Zum anderen: Unbedingt hier Fotolehrgang / Fotoschule / Hier können Sie fotografieren lernen durcharbeiten und die Zusammenhänge zwischen Blende Lichtstärke etc. verstehen. Solang du von den Begriffen keine Ahnung hast, ist es schwer dir was zu empfehlen oder zu sagen wie du deine Bilder mit dem Kit (welches nicht schlecht ist) besser machst.


----------



## derseppl (9. Februar 2012)

*AW: Suche besseres Objektiv für Nikon D3000 ~150 €*

Man kann eigtl ja gleich mal ein paar Objektive nennen, da es nicht so viel Auswahl gibt bei ~200€ 

Also für Weitwinkel musst du noch ein bisschen sparen und dich dann nach einem gebrauchtem umschauen. Das billigste neue wäre das *Tamron 10-24mm* (Tamron Objektiv SP AF 10-24mm 3.5-4.5 Di II LD Asp IF für Nikon (B001N) | Geizhals Deutschland)

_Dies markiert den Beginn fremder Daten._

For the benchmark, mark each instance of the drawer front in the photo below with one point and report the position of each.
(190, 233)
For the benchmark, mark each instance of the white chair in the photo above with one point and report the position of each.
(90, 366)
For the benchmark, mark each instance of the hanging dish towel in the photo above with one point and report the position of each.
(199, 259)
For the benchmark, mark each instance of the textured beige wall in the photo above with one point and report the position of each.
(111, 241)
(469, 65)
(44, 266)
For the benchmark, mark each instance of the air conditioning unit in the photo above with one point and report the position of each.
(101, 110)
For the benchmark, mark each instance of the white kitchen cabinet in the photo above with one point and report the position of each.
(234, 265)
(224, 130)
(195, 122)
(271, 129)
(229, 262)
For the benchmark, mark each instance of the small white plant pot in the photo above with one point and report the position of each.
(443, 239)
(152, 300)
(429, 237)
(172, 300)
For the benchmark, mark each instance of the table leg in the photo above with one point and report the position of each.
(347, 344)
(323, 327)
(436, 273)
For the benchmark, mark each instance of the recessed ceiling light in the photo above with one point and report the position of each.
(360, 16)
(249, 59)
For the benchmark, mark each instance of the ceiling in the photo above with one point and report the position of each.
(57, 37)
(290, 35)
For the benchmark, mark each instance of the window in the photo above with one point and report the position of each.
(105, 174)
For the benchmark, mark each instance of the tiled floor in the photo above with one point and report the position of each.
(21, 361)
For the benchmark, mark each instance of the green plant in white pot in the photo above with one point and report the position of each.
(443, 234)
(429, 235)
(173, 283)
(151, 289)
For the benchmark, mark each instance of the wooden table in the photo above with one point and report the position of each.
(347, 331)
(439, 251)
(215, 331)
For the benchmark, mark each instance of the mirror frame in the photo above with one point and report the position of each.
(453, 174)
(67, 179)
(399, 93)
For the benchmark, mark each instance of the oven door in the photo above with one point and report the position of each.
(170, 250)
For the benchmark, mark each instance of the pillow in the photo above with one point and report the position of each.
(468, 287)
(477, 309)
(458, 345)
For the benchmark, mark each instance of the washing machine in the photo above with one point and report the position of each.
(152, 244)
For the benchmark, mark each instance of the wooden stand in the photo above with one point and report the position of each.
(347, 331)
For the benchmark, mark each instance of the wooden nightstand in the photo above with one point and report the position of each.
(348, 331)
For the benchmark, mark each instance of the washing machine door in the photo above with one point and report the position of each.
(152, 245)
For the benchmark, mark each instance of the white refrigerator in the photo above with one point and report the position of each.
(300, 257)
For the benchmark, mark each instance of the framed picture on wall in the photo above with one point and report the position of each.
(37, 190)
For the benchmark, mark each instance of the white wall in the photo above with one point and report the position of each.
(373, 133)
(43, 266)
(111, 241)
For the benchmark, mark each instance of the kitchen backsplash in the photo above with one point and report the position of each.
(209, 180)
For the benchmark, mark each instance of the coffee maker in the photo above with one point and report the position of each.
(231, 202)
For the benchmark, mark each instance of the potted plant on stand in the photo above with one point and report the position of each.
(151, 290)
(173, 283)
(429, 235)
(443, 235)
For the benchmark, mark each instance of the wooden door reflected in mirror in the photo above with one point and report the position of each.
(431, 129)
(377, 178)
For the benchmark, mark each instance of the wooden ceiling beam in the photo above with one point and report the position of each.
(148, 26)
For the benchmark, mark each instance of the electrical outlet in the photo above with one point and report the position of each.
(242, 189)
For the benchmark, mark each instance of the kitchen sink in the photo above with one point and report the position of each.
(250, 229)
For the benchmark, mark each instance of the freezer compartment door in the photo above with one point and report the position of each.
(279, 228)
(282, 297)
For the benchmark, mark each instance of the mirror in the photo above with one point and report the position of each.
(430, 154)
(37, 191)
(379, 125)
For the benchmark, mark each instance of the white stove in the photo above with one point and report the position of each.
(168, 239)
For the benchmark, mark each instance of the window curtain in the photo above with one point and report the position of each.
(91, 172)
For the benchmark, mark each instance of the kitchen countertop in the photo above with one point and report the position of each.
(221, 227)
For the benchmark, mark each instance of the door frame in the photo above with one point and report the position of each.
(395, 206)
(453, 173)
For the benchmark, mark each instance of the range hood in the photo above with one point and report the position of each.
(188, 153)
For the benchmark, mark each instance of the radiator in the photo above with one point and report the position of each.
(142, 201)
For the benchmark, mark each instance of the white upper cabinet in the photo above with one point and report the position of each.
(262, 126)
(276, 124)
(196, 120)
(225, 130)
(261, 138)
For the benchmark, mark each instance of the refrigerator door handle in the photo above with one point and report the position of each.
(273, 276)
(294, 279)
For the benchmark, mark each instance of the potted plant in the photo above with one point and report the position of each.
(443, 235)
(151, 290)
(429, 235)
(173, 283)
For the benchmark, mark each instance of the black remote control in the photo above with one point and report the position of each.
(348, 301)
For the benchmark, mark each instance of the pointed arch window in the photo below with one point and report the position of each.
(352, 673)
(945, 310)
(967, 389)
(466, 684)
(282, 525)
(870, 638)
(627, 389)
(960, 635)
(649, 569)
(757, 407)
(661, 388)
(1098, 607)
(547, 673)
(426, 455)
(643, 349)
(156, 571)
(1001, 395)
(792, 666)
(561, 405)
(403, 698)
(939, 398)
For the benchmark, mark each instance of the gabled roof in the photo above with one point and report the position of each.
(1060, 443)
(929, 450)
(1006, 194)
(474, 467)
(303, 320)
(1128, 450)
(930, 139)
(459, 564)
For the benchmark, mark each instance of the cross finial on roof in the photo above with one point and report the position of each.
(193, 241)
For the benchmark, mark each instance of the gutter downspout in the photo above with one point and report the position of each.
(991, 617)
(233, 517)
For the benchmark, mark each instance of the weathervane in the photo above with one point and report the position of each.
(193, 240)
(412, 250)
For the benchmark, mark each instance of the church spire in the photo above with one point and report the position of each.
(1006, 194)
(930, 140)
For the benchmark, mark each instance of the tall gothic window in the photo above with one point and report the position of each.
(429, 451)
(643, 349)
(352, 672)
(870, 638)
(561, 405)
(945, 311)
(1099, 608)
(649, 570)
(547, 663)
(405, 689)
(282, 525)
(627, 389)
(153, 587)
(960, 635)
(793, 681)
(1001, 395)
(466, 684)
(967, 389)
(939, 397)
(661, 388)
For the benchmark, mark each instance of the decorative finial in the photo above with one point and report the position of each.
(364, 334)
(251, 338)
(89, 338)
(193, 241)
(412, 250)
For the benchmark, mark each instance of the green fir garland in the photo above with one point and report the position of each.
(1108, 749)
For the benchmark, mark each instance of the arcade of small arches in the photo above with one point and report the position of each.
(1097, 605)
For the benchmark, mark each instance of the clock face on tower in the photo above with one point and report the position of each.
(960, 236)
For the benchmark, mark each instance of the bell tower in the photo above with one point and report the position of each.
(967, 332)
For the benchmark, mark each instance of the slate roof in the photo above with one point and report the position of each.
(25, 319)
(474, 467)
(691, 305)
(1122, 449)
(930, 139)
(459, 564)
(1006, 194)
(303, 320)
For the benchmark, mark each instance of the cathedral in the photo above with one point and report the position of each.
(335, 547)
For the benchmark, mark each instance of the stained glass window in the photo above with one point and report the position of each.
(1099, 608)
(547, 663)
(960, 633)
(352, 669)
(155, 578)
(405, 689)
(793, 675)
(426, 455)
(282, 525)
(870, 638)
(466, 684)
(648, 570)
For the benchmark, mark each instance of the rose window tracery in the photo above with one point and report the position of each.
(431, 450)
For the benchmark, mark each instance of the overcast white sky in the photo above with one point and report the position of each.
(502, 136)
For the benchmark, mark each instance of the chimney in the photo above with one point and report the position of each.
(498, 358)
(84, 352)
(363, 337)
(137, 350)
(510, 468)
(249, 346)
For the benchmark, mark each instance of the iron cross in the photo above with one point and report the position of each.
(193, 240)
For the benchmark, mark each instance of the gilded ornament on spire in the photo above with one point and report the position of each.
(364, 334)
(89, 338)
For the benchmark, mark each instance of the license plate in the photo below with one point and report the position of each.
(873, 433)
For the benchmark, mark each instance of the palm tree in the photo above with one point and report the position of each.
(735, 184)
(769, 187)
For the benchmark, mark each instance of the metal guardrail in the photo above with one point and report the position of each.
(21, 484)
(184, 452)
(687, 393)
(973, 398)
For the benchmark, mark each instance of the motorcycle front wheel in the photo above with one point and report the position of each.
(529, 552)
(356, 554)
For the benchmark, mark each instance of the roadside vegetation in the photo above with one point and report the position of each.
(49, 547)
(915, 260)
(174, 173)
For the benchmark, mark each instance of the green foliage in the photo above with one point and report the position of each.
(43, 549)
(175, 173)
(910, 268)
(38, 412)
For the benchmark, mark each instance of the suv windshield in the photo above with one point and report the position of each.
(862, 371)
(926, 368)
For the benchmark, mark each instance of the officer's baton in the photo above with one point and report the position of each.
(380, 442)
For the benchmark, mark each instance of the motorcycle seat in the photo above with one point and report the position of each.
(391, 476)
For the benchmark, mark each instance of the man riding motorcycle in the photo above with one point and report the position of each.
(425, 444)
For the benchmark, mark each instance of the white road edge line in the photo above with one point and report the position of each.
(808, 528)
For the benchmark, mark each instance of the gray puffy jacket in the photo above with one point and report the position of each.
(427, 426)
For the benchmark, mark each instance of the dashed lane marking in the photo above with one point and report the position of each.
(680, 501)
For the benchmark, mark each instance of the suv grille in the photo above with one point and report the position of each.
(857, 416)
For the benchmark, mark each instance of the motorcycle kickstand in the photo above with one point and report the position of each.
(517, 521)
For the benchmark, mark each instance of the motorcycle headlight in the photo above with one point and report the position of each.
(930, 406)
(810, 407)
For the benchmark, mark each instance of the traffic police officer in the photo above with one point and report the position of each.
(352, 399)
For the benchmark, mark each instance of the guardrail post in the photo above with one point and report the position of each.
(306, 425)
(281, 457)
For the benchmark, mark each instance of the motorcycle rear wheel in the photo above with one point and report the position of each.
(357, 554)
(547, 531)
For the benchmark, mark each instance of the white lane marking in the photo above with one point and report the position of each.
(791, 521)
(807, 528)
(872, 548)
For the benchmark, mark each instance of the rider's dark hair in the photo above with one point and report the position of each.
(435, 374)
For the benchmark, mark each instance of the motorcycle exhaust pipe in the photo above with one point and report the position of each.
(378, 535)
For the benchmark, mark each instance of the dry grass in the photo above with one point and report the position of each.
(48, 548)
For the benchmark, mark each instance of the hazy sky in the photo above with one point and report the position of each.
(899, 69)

Bei Tele wäre ein sinnvolle Ergänzung das Nikon *55-200mm VR* (Nikon Objektiv AF-S VR DX 55-200mm 4.0-5.6G IF-ED (JAA798DA) | Geizhals Deutschland) oder du sparst nochmal 30-50€ und holst dir gebraucht das Nikon *55-300mm VR* (Nikon Objektiv AF-S VR DX 55-300mm 4.5-5.6G ED (JAA814DA) | Geizhals Deutschland), welches noch etwas mehr Brennweite hat.

Lichtstärke und mehr Freistellung bringt dir dann das o.g. *Tamron 17-50mm 2.8* von yappi. Da kannst du dann dein Objektiv verkaufen. 
Noch mehr Lichtstärke und Freistellung bekommst du mit den bereits erwähnten Festbrennweiten *Nikon 35mm 1.8* (Nikon Objektiv AF-S DX 35mm 1.8G (JAA132DA) | Geizhals Deutschland) oder *50mm 1.8* (Nikon Objektiv AF-S 50mm 1.8G (JAA015DA) | Geizhals Deutschland). Welches von beiden eher dein Typ ist schaust du in deinen EXIFs nach oder du fixierst dir mal dein Objektiv einen Tag lang mit Klebeband auf 35mm und auf 50mm und gehst damit fotografieren.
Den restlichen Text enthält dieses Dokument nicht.